Влюбленный пленник | страница 29
Перекликались три невидимые друг другу вершины – как раз в это время или чуть позднее Пьер Булез сочинял свои «Респонсории», солнце еще не взошло, но на востоке уже подкрашивало синим черное небо. А неокрепшие голоса четырнадцатилетних львят всерьез пробовали свои силы: ради собственно эстетического удовольствия, и чтобы полифония заиграла всеми красками, потому что все, как правило, пели в унисон, а еще чтобы доказать свою зрелость во всем, свой боевой дух, отвагу, мужество, а может быть, свою любовь к героям – так они целомудренно давали им понять, что достойны их. Одна группа молчала, дожидаясь, когда две другие, невидимые им, ответят в унисон, но по-разному, каждая из трех в своей манере. Гармония нарушалась лишь в некоторых пассажах, когда какой-нибудь ребенок-воин брал на два – два с половиной тона выше, для особых трелей и только в тех пассажах, какие выбирал сам, и тогда хористы замолкали, словно расступались, давая дорогу старейшине. Этот контраст между голосами подчеркивал контраст между земным царством, государством Израиль, и землей без земли, с ее единственной опорой: бессловесным пением палестинских солдат.

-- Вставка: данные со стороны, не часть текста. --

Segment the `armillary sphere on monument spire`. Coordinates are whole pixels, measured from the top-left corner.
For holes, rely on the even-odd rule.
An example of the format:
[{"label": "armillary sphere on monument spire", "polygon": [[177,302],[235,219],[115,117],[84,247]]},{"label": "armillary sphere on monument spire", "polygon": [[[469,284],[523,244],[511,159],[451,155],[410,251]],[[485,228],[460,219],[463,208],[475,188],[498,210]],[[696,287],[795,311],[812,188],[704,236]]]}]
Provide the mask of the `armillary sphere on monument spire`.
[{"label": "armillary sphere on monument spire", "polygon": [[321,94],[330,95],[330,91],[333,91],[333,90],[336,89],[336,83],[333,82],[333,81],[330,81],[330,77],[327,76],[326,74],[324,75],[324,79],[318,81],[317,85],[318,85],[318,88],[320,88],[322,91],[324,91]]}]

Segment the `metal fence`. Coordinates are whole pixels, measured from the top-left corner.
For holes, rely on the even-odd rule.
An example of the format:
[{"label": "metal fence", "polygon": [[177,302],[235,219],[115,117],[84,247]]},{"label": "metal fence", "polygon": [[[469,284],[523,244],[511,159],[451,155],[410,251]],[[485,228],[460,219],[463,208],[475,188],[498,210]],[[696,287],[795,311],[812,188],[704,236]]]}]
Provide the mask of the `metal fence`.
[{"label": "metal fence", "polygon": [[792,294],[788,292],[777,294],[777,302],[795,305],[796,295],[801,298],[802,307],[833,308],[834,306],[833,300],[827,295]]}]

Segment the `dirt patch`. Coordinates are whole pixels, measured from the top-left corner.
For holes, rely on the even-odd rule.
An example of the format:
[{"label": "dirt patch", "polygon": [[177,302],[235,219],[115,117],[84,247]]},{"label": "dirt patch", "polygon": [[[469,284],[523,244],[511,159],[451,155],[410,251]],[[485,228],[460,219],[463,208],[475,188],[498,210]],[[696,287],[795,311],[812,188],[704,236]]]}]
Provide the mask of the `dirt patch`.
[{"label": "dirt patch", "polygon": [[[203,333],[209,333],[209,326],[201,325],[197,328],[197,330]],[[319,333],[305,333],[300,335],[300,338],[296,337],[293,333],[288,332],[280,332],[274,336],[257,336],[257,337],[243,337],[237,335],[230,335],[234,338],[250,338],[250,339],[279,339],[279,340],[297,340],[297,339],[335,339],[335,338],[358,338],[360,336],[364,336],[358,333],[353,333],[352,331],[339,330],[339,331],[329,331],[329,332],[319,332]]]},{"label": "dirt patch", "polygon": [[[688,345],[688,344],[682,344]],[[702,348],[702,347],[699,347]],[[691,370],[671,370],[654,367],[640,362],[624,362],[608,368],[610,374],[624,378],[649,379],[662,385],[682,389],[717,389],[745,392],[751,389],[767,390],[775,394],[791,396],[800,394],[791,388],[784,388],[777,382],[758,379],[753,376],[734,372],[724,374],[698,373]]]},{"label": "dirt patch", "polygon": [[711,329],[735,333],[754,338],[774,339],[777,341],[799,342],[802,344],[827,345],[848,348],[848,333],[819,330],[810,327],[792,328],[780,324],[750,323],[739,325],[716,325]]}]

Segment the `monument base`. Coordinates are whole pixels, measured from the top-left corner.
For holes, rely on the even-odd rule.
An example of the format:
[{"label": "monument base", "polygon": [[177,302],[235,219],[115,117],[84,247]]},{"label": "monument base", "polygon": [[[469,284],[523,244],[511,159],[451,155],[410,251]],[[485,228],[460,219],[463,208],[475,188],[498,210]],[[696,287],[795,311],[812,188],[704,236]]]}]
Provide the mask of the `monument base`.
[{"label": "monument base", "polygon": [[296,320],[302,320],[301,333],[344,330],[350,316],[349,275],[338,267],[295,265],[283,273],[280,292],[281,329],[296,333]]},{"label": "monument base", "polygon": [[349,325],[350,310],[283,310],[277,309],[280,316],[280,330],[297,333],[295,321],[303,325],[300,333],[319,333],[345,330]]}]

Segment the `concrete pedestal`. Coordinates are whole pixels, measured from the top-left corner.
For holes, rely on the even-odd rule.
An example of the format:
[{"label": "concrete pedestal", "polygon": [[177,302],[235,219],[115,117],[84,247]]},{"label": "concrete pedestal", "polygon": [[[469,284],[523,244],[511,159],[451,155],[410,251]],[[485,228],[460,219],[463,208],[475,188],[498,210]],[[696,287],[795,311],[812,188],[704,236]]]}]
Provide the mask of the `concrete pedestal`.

«Так эти мальчики были воинами, солдатами, фидаинами, террористами, которые отправляются во все точки света, тайно ли в ночи, утром или при свете дня, чтобы подложить бомбу?»
Между строфами перекликающихся через холмы песен, казалось, наступала полная тишина. Но мгновение, и сквозь эту тишину словно просачивался четвертый голос, голос ручья, очень близкого или далекого, я так никогда и не узнал; этот голос воды, которая журчала между двумя холмами и двумя хорами так, что казалась мне прозрачной и чистой, осторожно прокладывал себе путь. И только между пятой и шестой строфами голос возвысился, наполнив долину. Словно тонкая струйка воды перетекла в тонкий голосок, потом он охрип и набух, сделавшись властным и грубым, прогнав детские и серьезные голоса. Мне показалось нелепым и абсурдным, что этот диктатор заставил замолкнуть влюбленных, но, возможно, они так и услышали ни ручья, ни бурного потока.
Ночь не была уже такой темной: я различал стволы деревьев, ранцы, ружья. Если взгляд мой привыкал к сумрачной громаде ночи, то, всмотревшись пристальней, на месте этого пятна я мог уже разглядеть длинную черную аллею, а в глубине аллеи что-то вроде перекрестка, откуда расходились другие аллеи, еще более черные. Любовный призыв исходил не от голосов, не от вещей, не от меня самого, но от компоновки природы в ночи, как зачастую сам пейзаж при свете дня дает приказ любить.